Segundo o diretor de Cooperação Institucional do Conselho Nacional de Desenvolvimento Científico e Tecnológico (CNPq), Manoel Barral Netto, o aumento de verbas públicas para pesquisas é um dos principais fatores responsáveis por esse crescimento. "Claramente, há um aumento de volume, e ele tem sido oferecido de uma forma competitiva: são feitas as chamadas públicas, por meio de editais, que em geral são focados nas áreas de origem dos recursos. Houve um grande esforço, que ocorre devido ao aumento de verbas, e também ao estímulo para a formação de doutores", explica.

Para Patricia Pranke, professora da Faculdade de Farmácia da Universidade Federal do Rio Grande do Sul (UFRGS) e participante do Instituto de Pesquisa com Células-tronco, houve uma grande mudança no cenário de pesquisas brasileiro. "A liberação de verbas aumentou nos últimos anos, antigamente era muito mais concorrido para se conseguir apoio à pesquisa", comemora. Além disso, a professora ressalta o crescimento do intercâmbio de pesquisadores entre o Brasil e outros países, com grande investimento governamental em projetos como o Ciência Sem Fronteiras, do Ministério da Ciência e Tecnologia.

Pesquisadores criticam burocracia

Entretanto, apesar dos avanços, Patricia afirma que ainda existem dificuldades e entraves, especialmente em aspectos como o tempo de importação de produtos para as pesquisas, além da demora para a aprovação de documentos. Mesmo tratando-se de um tema delicado e ainda novo para legislações de todo o mundo, a professora destaca a lentidão nesses processos, que podem demorar até dois anos quando envolvem células-tronco embrionárias. "Tem que ser aprovado pelo comitê, é claro, mas é muita burocracia; às vezes, o projeto volta umas cinco vezes", relata.
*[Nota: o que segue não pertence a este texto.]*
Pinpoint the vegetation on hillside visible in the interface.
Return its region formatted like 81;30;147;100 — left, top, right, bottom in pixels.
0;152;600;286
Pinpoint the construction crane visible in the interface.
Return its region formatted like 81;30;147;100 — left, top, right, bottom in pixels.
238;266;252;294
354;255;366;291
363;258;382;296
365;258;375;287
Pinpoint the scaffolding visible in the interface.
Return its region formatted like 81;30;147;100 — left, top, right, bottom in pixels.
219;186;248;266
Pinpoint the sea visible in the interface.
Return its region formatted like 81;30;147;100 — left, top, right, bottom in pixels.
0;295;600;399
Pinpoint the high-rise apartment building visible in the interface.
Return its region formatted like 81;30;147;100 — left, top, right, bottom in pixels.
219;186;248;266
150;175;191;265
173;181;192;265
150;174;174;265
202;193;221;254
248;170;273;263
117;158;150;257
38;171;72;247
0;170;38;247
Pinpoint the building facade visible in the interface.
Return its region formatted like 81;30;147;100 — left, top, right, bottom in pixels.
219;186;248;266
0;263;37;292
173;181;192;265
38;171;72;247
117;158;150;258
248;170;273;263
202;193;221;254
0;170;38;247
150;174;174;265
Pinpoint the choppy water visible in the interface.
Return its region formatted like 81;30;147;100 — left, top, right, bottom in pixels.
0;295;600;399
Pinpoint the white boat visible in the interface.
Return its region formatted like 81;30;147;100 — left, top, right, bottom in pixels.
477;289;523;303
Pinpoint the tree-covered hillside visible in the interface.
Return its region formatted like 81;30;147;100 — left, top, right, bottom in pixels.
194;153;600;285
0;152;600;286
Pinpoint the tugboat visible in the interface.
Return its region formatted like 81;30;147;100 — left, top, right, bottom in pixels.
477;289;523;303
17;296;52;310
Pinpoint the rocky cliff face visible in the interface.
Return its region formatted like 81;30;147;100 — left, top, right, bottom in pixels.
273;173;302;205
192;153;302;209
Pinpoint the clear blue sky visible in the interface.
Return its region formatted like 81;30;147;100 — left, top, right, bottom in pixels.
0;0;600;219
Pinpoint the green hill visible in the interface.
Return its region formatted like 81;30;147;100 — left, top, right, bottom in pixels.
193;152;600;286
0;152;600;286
O principal ponto de crítica é a excessiva burocracia. Acostumada com os processos para liberação de verbas, Patricia afirma que chega a passar até um terço de seu horário de trabalho envolvida com questões legais: "Nós, pesquisadores, perdemos muito tempo com prestação de contas, e é um tempo muito nobre, que poderia ser usado para fazer pesquisa. A gente se envolve demais nisso", ressalta.

Os entraves burocráticos são umas das grandes deficiências ainda existentes, concorda Barral Netto, o que muitas vezes afasta o pesquisador de suas funções principais, transformando-o em burocrata. "É um grande problema no Brasil: a gente tem muito apoio para ciência e tecnologia, mas, em contrapartida, o próprio pesquisador precisa assumir serviços de administração que não fazem parte de suas funções. A atividade burocrática deveria estar sendo feita por outras pessoas", afirma.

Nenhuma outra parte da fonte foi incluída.